Find support
Getting support is one of the most important tools I have adopted into my life. But support… that can seem so abstract… What does that look like? Or what does that mean? I think it can mean many different things to each individual. There are several different ways to get support in our lives and if we seek out just one of these ways, it can make a big difference. Some kind of support is so key for us humans because we are social creatures; we seek connection and speaking our truth aloud gives us the connection we need. Read on for several support paths that can change your life:
Therapy: A few years ago I started seeing a therapist. I had gone to therapy quite a few times throughout the years but it never stuck. I don’t think I ever made it past a few weeks. When I went this last time, I was committed and I ended up finding someone I really clicked with. This is so important, because you want to feel comfortable telling this person EVERYTHING. Which is so hard. I had to keep reminding myself that this person wanted to help me…. it was her job and what she was trained to do. But being so vulnerable and raw was a big challenge. I went to her once a week for about 8 months. I really dug down deep and talked through all my past issues and how they were affecting me in my present life. I did all the things… crying, getting angry, crying, venting it all, crying, blaming, crying… you get the picture! When it came to the end I was really sad, but I just knew I was through with that portion of my support and felt really centered and good about how far I had come. Everyone’s needs for therapy looks different – Some people choose to go to therapy for life, some go for a set period, some only go when they are struggling – there is no right way! Do what fits you!
Get a life coach: About a year after I had finished therapy, I joined an online life coaching program called Life Coaching Scholars. This was so life changing for me. I got weekly one on one life coaching plus monthly topics with different online zoom groups you could join. It came with a work book and a bunch of other extras. This was so different from the therapy because life coaching is present and future focused, while therapy work is mostly past focused. This program helped me learn so much about emotional health, relationships, organizing my life, setting goals and so much more. After LCS I had a personal coach, and she would help me figure out strategies and ways to manage my feelings of social anxiety without the social lubricant of drinking. She helped me to look inward and see all that I had to offer – things that I had been dismissing for years. She was there to hear my story and help me to focus on my present goals. I cannot say enough about how much life coaching changed my life. It has helped me tremendously in becoming the best version of myself! A life coach can be a wonderful support system and like I said above, it is future focused and can help you sort through current life challenges, set goals, get mentally organized, build relationships – the list goes on! Plus, a lot of life coaches have a specific area that they specialize in – recovery, health, nutrition, fitness, weight loss, money management, life balance, work place wellness, mindset and goal setting, accountability, career, sexuality, women only, men only, business, health – there are so many! A life coach will help you figure out what you want out of life and help you get there!
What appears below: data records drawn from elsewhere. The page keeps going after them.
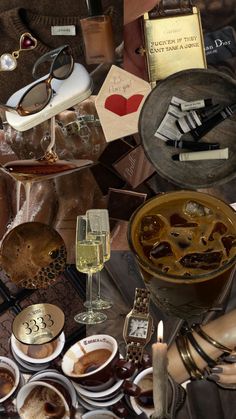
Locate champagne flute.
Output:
[74,215,107,324]
[86,209,112,310]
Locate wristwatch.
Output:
[123,288,153,364]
Lean on your partner, family or friend: Leaning on our partners, family or a friend when we are struggling is a great way to get support. It may be hard at first to ask for emotional support but, more likely than not, the person you ask will want to help. We are a species, that by nature, wants to help! As I started to get myself mentally organized and emotionally healthier, I began to seek out support from my husband. I didn’t realize until I started improving my emotional health, that we weren’t as connected as I thought. I started opening up to him and sharing things I had previously kept pushed inside. He started sharing with me more and our communication with each other has really evolved. Most of the time, asking for support will build trust and strength in the relationship. Allowing them to support you will also open the door for them to lean on you when they are struggling. Sometimes all it takes is just a small crack to get that door to swing wide open.
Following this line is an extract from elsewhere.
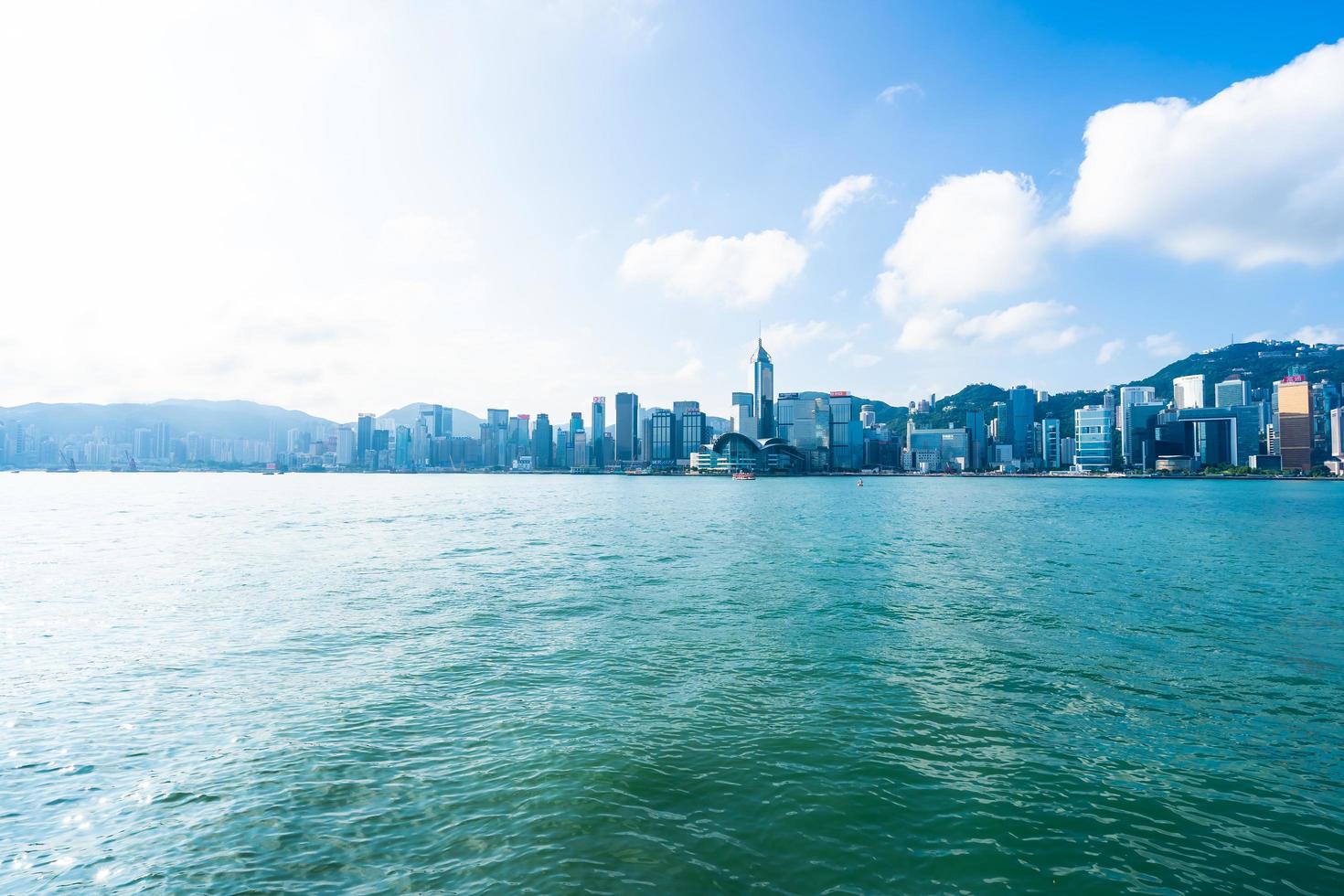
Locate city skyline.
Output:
[0,3,1344,419]
[0,336,1344,478]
Go online: Sometimes we just need some anonymity and going online allows just that. There are lots of online communities where we can seek support! Just like life coaching, there are so many communities and forums out there for people to reach out and talk or get advice. There are tons of social media platforms to choose from with groups geared towards specific shared goals or topics. This is one of the positives of social media! There are also online support programs geared towards lots of different topics – recovery, weight loss, finances, mental health…. So many establishments that were once upon a time only available for in-person assistance have transitioned to include online services or switched over to an entirely online platform. For a great recovery program for the sober or sober curious you can try Tempest, for a great weight loss/health online platform (including an app!) you can try Noom or for a great parenting program try Positive Parenting Solutions or a parenting coach on social media. There are so many options out there!
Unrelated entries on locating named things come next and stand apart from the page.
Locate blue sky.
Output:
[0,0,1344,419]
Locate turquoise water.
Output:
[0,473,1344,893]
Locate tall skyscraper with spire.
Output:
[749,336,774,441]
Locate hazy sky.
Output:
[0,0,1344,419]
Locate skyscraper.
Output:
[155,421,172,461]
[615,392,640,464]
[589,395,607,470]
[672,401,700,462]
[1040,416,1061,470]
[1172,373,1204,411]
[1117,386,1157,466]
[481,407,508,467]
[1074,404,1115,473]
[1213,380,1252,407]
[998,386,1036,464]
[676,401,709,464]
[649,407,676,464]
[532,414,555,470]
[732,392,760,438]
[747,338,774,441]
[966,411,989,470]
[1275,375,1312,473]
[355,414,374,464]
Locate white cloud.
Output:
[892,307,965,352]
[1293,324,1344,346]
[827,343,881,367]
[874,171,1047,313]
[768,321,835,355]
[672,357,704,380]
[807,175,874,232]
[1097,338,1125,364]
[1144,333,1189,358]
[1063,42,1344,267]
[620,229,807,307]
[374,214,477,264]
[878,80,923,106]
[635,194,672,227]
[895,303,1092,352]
Get to know and trust yourself: This may sound like a weird way of seeking support but seeking support from within can be life changing. Getting to know yourself, what you want out of life and trusting that you will get your future self to the goals and dreams you desire can be so powerful. This is probably one of the hardest things I have added into my support tool box and it is still something I work on in my daily life. Truly supporting yourself requires you to let go of negative self talk, letting go of the unworthy story and taking charge of your emotional health. Not easy but so rewarding!
Support can be so many different things…. anything that helps us to feel heard, understood, believed in, and accepted can be the support we need! Speaking our truth out loud takes away the scariness and allows us to release. Figure out what helps you to feel most supported and add that to your life tool box!